Retry and Recovery from Errors

Orchestration methods for managing complex dependencies between microservice interactions should be resilient to transient or permanent error conditions in the services or their associated resources. In this context, we are concerned with error conditions arising during periods of normal service availability, rather than operational failure scenarios that require service failover or restart.

Adapters for resources or external services are a common source of microservices in INTERSECT. With such microservices, a single microservice interaction may involve one or more operations on the external service or resource. Failures encountered during these operations, such as communication failures, resource or service exhaustion, or any other situation that prevents successful operations, are expected to be properly handled by the adapter implementation and reported as interaction errors to microservice clients via responses to requests or asynchronous status or event messages.

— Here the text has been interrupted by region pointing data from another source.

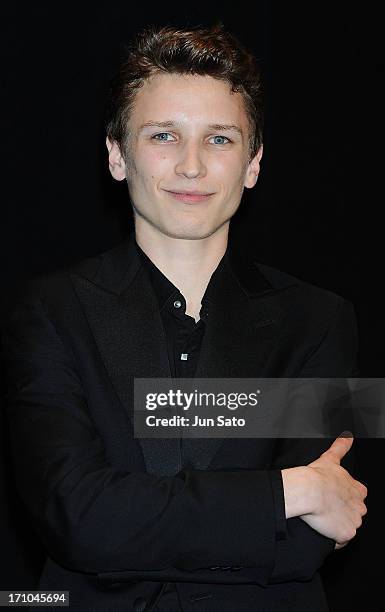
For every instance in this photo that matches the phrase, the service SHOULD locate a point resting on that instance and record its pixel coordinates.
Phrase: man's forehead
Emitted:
(168, 100)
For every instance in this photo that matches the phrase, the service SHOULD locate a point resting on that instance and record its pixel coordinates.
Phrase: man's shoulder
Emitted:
(298, 289)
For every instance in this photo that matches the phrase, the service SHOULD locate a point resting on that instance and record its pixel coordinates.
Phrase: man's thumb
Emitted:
(340, 447)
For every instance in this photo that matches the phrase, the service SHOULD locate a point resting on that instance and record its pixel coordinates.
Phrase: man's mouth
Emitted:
(190, 197)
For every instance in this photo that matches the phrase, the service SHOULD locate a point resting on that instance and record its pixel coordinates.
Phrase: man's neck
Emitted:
(188, 264)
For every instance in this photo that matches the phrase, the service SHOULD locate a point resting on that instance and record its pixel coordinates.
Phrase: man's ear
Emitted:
(253, 169)
(116, 162)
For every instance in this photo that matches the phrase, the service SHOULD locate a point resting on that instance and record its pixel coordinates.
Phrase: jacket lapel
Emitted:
(124, 318)
(241, 333)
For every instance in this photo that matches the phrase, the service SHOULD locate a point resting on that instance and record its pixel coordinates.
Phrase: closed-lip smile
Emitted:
(189, 196)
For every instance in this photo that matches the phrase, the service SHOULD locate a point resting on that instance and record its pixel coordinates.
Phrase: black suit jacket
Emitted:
(116, 516)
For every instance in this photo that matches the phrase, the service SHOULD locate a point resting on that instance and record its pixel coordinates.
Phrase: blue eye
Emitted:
(220, 139)
(162, 136)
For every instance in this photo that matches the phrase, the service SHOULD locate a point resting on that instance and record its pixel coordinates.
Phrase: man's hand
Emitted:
(325, 496)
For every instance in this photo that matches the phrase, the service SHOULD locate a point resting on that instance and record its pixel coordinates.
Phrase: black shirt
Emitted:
(184, 339)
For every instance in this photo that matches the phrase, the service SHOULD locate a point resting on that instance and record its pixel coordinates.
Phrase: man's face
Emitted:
(187, 157)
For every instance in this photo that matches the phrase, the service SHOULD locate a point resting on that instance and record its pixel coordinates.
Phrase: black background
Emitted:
(315, 212)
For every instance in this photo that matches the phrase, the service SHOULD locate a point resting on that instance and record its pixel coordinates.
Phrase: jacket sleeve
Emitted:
(304, 550)
(95, 518)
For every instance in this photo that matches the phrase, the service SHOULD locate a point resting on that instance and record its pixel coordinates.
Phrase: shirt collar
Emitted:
(164, 288)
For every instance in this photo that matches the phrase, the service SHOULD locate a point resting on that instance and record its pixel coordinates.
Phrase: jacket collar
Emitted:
(115, 269)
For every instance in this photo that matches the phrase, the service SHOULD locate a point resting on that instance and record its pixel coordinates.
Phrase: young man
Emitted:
(165, 524)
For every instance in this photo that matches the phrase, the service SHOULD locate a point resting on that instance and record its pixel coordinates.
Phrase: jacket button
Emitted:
(139, 604)
(200, 596)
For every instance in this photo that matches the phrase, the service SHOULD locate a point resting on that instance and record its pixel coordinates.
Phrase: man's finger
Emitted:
(339, 448)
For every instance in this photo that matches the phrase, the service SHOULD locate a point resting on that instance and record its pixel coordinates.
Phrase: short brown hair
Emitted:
(202, 51)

A widely-used method for handling both transient microservice interaction errors and external operation failures is the Retry pattern [B99]. In this pattern, an action is retried after experiencing an error or failure in anticipation of eventual success. Often, the Retry pattern involves the use of two parameters: a retry count and a retry delay. The retry count is the maximum number of failed attempts before the failure condition is treated as permanent. The retry delay is the interval between successive action attempts. Some implementations of this pattern may utilize a progressive delay (e.g., exponential backoff) to increase the delay for each observed failure.

When an application-level task requires several interdependent interactions with differing microservices, additional state tracking is required to orchestrate the interactions in the presence of errors. Because a task represents a single logical piece of work performed by the application, successful task completion depends on successful completion of all the component interactions. If any of those interactions cannot be completed due to an error condition, then the task should be considered failed as well. Additionally, where possible, the orchestration should attempt to recover from any interactions already completed to ensure a consistent application understanding of the state of the ecosystem. Recovery actions may include such things as releasing allocated resources or removing items added to shared data and information stores. One approach focused on enabling such state tracking and recovery is the Scheduler-Agent-Supervisor pattern [B100]. In this pattern, a Scheduler orchestrates task interactions with Agents and records the state of each interaction in a database shared with a Supervisor. The Supervisor monitors the database for incomplete or failed interactions and decides when to initiate retry or recovery actions by making requests of the Scheduler. Solutions implementing this pattern may combine the functionality of the Scheduler and Supervisor within the same orchestration process. However, a potential benefit of decoupling those roles comes when orchestration activities are spread across several distributed Schedulers each managing tasks involving only their local Agents. In such distributed orchestration scenarios, a separate Supervisor that tracks the state of all Schedulers is warranted.